(Here's part 1 of a series of blogs written by one of our own members, Renee Whorton, as she's reading Paul David Tripp's A Quest for More. Check back soon for more blogs from our guest authors this summer.)
Less than a month ago, our oldest son got his driver’s license. In that moment when my precious son drove his vehicle away from our home - with our other son in the passenger seat, no less - all of my fears took on a life of their own and began to shout mercilessly at me. I was kidding about this event driving me to drink. But the anxiety it produced may or may not have caused my husband to suggest such a solution. It is no accident that I am reading A Quest for More (Tripp) during this stage of parenting.
God has been patiently and consistently growing me over the past two years as he has exposed old wounds again from a traumatic car accident in high school. Fear has come in great big waves instead of manageable whispers, particularly when Jackson became a student driver. My “Comin’ to Jesus”, so to speak, has been wonderful and painful (as all discipline and healing should be from a loving Father).
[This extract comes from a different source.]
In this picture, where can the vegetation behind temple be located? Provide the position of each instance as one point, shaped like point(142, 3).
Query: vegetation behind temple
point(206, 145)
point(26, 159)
Idols are slowly being pried from my white-knuckled fists, as I learn to parent a teenager with ever-growing independence.
In A Quest for More, Tripp masterfully describes the two kingdoms that we choose to live for: the little kingdom of self vs. the larger kingdom of God. I was deeply convicted as I was reading chapter 4. It stated, “This way of living (focusing on my needs or the kingdom of self) is always riddled with anxiety and fear. You see, I will never be able to control all things that need to be controlled in order for me to guarantee that all of my needs will be met…I will always struggle with the anxiety that comes from the realization of how small the circle of my control actually is.” Yes, there’s the rub. Fear usually boils down to a lack of control or essentially, a lack of faith. As Jack drives away in the rain, drives farther away from home, gets his first job that requires traveling back and forth, and settles into more social events with friends, I get opportunities as well. I get to come to the foot of the cross and preach the gospel to myself, remind myself who our Creator is and who I am, and build my trust and faith. It’s a daily renewal and I am so thankful. My prayer life is never quiet!
Ann Voskamp says, “The answer to anxiety is the adoration of Christ.” And that same idea is the premise of Tripp’s book. He goes so far as to say that “this constricted little kingdom (of self) will crush my humanity.” We were not designed to live for anything outside of the glory of God. Being reminded of this truth has led to repentance and growth, but it has not produced a fearless Momma overnight. However, I can testify that reflecting on the work of my Redeemer and his saving grace, purposing to live for His glory and not my own (“the larger kingdom”), and continuously surrendering my children to their heavenly Father has developed a growing peace and joy in me. I am so thankful for the Lord’s mercy. And just in time…in three months, we will have another student driver!
“Sometimes your only available transportation is a leap of faith.”